Попытки мои познакомиться оставались тщетными, особенно при моей неловкости; но мне помогло непредвиденное обстоятельство. Одна заспанная, неумытая и непричесанная физиономия внезапно выглянула из окна закрытого каретного кузова, с незапамятных времен стоявшего без колес у кузницы и ежедневно, но тщетно ожидавшего починки. С появлением этой физиономии раздался между мастеровыми всеобщий смех. Дело в том, что человек, выглянувший из кузова, был в нем накрепко заперт и теперь не мог выйти. Проспавшись в нем хмельной, он тщетно просился теперь на свободу; наконец, стал просить кого-то сбегать за его инструментом. Все это чрезвычайно веселило присутствовавших.

Есть такие натуры, которым в особенную радость и веселье бывают довольно странные вещи. Гримасы пьяного мужика, человек, споткнувшийся и упавший на улице, перебранка двух баб и проч. и проч. на эту тему производят иногда в иных людях самый добродушный восторг, неизвестно почему. Толстяк-помещик принадлежал именно к такого рода натурам. Мало-помалу его физиономия из грозной и угрюмой стала делаться довольной и ласковой и, наконец, совсем прояснилась.

— Да это Васильев? — спросил он с участием. — Да как он туда попал?

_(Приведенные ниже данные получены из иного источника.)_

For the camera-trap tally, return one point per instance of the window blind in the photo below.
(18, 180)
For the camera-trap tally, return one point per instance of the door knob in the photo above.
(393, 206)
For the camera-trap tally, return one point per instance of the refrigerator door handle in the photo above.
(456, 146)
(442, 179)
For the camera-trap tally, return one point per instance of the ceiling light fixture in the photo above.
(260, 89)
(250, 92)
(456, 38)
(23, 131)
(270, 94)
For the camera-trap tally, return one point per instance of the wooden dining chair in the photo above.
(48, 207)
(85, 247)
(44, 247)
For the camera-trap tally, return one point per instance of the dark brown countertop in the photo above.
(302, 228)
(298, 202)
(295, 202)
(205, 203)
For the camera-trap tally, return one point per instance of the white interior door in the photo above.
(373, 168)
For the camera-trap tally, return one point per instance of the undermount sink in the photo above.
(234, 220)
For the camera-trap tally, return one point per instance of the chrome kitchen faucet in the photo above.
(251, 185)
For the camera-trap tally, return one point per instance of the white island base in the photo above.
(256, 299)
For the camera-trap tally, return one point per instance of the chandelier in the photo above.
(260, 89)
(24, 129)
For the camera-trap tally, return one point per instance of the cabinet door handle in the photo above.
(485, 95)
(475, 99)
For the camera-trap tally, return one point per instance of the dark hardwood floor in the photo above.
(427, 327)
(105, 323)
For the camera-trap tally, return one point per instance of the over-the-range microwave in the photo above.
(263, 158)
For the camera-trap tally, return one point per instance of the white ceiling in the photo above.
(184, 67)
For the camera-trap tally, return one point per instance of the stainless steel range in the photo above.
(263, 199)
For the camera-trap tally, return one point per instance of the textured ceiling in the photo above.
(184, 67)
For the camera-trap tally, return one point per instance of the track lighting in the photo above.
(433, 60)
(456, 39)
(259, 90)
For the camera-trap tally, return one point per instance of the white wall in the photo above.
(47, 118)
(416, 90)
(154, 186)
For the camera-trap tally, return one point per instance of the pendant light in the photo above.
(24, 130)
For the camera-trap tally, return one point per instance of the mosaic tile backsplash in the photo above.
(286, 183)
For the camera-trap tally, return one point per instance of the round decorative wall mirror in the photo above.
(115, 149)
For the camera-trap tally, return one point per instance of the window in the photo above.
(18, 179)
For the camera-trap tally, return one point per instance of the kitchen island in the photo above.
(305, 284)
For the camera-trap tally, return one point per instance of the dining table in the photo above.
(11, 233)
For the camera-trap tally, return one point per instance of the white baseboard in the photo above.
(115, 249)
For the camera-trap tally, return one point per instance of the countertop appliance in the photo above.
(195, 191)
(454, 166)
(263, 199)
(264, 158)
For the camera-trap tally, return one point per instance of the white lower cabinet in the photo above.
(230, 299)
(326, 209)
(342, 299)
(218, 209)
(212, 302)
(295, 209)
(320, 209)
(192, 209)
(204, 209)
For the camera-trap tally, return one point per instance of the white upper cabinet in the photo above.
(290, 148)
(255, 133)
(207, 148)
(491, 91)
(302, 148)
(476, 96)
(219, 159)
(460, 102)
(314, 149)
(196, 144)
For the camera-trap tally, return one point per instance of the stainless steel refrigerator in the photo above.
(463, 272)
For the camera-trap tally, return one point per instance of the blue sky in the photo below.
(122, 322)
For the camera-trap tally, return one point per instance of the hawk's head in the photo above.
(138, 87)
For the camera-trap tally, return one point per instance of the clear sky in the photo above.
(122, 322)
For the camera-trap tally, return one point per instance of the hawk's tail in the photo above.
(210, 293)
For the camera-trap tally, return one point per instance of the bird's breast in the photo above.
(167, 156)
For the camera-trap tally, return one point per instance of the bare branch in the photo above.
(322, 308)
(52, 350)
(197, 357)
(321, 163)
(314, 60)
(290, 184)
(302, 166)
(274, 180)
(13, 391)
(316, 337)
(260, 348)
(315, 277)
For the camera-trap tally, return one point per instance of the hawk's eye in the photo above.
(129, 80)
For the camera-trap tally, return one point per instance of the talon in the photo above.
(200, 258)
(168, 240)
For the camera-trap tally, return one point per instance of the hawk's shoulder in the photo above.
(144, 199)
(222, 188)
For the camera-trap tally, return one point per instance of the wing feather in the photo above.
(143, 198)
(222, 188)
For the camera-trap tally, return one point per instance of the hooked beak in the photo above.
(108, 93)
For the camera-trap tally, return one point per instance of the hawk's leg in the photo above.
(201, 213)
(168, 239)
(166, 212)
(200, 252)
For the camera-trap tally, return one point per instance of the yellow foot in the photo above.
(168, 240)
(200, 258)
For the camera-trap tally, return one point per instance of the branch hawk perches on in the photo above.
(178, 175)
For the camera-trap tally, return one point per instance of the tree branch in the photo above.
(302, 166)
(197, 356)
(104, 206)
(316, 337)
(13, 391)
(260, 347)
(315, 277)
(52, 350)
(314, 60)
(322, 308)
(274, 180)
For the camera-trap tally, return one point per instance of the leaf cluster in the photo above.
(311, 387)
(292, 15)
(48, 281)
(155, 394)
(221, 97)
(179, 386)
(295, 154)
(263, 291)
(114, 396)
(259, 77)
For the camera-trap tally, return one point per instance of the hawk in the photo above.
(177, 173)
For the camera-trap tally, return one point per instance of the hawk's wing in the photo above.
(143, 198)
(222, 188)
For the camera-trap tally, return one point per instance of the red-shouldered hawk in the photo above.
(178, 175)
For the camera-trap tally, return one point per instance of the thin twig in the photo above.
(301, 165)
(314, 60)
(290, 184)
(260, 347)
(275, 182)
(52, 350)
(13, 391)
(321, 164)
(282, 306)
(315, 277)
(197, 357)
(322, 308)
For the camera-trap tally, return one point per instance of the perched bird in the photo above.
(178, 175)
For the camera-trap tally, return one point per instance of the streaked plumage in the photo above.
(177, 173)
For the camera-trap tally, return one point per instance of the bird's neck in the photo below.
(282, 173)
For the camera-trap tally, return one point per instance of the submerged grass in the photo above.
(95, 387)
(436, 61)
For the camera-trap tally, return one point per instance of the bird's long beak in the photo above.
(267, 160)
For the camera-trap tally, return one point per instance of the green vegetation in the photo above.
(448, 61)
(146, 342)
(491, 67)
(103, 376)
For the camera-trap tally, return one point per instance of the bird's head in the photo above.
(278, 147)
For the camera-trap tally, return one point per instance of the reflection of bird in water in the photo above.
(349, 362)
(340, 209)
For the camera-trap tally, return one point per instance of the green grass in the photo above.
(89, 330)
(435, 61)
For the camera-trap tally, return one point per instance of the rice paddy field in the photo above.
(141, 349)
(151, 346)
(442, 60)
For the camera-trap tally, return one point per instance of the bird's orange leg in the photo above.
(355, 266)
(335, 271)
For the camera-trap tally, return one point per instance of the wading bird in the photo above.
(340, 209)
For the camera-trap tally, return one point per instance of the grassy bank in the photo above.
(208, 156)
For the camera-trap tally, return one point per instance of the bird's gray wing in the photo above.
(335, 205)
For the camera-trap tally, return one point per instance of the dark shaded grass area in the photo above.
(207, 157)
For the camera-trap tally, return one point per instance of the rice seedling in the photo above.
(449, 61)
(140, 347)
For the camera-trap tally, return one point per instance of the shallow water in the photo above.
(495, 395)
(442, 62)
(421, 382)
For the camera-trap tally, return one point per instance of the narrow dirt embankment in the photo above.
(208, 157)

— Васильев, сударь, Степан Алексеич, Васильев! — закричали со всех сторон.

— Загулял, сударь, — прибавил один из работников, человек пожилой, высокий и сухощавый, с педантски строгим выражением лица и с поползновением на старшинство между своими, — загулял, сударь, от хозяина третий день как ушел, да у нас и хоронится, навязался к нам! Вот стамеску просит. Ну, на что тебе теперь стамеска, пустая ты голова? Последний струмент закладывать хочет!

— Эх, Архипушка! деньги — голуби: прилетят и опять улетят! Пусти, ради небесного создателя, — молил Васильев тонким, дребезжащим голосом, высунув из кузова голову.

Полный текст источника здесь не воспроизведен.